Às vezes, elas mesmas não esperavam que elas pudessem ser um desviante. Você precisa descobrir porque se tornou assim e saber que as várias maneiras de se viver a sexualidade não implicam em ser um doente. Você não precisa ser igual ao outro para ser feliz.
Estamos em uma luta por direitos adquiridos que, agora, algumas pessoas querem revogá-los, desrespeitando o ser diferente, e isso é um absurdo. As pessoas que querem mudar isso estão absolutamente convictas, mas a gente precisa escutar as duas partes para dar o direito das pessoas escolherem o caminho da felicidade a partir do conhecimento.
Os seres humanos não têm garantida a sua orientação sexual.

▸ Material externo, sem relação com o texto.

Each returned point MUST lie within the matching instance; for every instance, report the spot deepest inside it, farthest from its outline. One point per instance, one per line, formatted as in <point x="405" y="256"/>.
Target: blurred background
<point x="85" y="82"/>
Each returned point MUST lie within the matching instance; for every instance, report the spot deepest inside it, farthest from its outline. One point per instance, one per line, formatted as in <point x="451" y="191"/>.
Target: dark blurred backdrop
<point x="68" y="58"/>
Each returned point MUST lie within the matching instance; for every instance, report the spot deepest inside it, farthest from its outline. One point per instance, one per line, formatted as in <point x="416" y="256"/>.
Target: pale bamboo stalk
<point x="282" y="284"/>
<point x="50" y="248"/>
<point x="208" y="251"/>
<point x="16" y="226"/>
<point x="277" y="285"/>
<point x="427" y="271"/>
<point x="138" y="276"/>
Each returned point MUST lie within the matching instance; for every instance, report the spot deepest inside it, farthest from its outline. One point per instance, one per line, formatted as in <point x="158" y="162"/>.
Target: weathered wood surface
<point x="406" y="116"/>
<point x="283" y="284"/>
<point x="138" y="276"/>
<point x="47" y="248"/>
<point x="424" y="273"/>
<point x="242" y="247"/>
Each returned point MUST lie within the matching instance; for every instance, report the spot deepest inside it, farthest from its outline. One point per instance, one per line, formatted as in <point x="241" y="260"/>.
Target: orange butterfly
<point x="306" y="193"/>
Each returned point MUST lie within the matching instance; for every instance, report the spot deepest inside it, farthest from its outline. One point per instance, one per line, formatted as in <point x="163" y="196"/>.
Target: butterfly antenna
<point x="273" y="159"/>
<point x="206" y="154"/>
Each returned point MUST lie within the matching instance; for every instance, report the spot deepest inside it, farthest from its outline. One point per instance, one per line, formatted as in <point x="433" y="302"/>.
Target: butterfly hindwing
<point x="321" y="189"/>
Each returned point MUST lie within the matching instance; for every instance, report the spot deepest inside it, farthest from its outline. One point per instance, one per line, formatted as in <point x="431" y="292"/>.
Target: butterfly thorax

Para ter essa garantia é preciso que você tenha crenças, mas quando um ser humano está custando para segurar a sua crença de que a heteronormatividade, a heterossexualidade é o correto, e quando ela vê outras formas de sexualidade se espalhando, ela fica abalada. Mas quem está convicto em ser hétero não se incomoda em ver as outras pessoas serem felizes de outra forma.
As pessoas homofóbicas morrem de medo dos outros estarem gozando mais do que elas, elas tem inveja. Mas se você está certo de sua orientação sexual, pra quê se incomodar com o outro que escolhe diferente?
Você pode até ter dó do outro, dentro de suas convicções, mas você não vai querer lutar por uma lei que impeça ele de viver aquilo, você não vai ficar patrulhando as publicidades, você não vai perder o seu tempo com isso.
É a mesma coisa de terroristas do estado islâmico quererem matar ocidentais porque não têm as mesmas crenças. Mas os budistas que vivem ali, estão lá tão ou mais convictos de suas crenças e não querem matar ninguém que pensa diferente, nem impôr a eles as suas crenças. Eles apenas as vivem.
E se algumas pessoas ainda usam o nome de Deus para justificar essas atitudes, é porque cada um interpreta a bíblia do jeito que quer, ou Freud do jeito que quer, ou o Alcorão. Mas o Alcorão não fala para matar ocidentais. Da mesma forma que a Bíblia, pelo contrário, mostra Jesus vivendo ao lado de prostitutas e de homossexuais, sem julgamentos.